The Federal Government’s abrupt cancellation of the national mother-tongue education policy has ignited widespread backlash, with the Human Rights Writers Association of Nigeria (HURIWA) describing the move as “national, cultural, scientific, and educational suicide.”
The 2022 National Language Policy, which required children in early education to be taught in their mother tongue or the language of their immediate community, was suddenly scrapped by the Ministry of Education. Dr. Tunji Alausa announced at the 2025 Language in Education International Conference in Abuja that English would now serve as the sole medium of instruction from primary to tertiary education.
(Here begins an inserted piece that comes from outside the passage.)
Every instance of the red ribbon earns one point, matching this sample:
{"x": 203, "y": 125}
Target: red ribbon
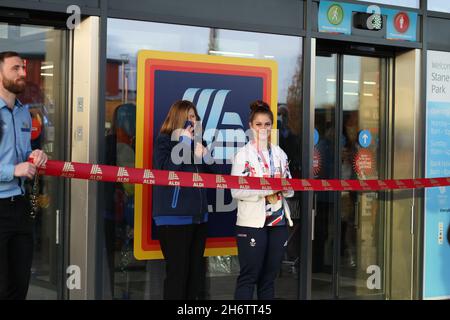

HURIWA’s National Coordinator, Comrade Emmanuel Nnadozie Onwubiko, condemned the decision as reckless and rooted in a “colonial mentality and inferiority complex,” accusing the ministry of using “fraudulent statistics” to justify the change. The group noted that mother-tongue instruction is currently used in fewer than six percent of Nigerian schools, and there is no credible evidence linking it to poor academic performance.
“The Federal Government’s action drags Nigeria’s educational and cultural development back by at least a century,” Onwubiko said. “Children in countries like France, Japan, South Korea, and China excel in science and technology while being educated in their mother tongue. Why should Nigeria be any different?”
HURIWA has vowed to mount a legal challenge, mobilizing more than 200 lawyers and cultural organizations to file a class-action suit aimed at halting the policy reversal. The group is also urging state Houses of Assembly to legislate mother-tongue instruction in early education as a safeguard against what it calls a “neo-colonial cultural assault.”
The controversy highlights deep divisions over language, identity, and education in Nigeria. Critics warn that abandoning mother-tongue instruction threatens both children’s learning outcomes and the survival of indigenous languages, while proponents of English-only instruction cite alleged exam failures as justification.
As the debate intensifies, HURIWA’s message is clear: the battle over Nigeria’s educational and cultural future has only just begun.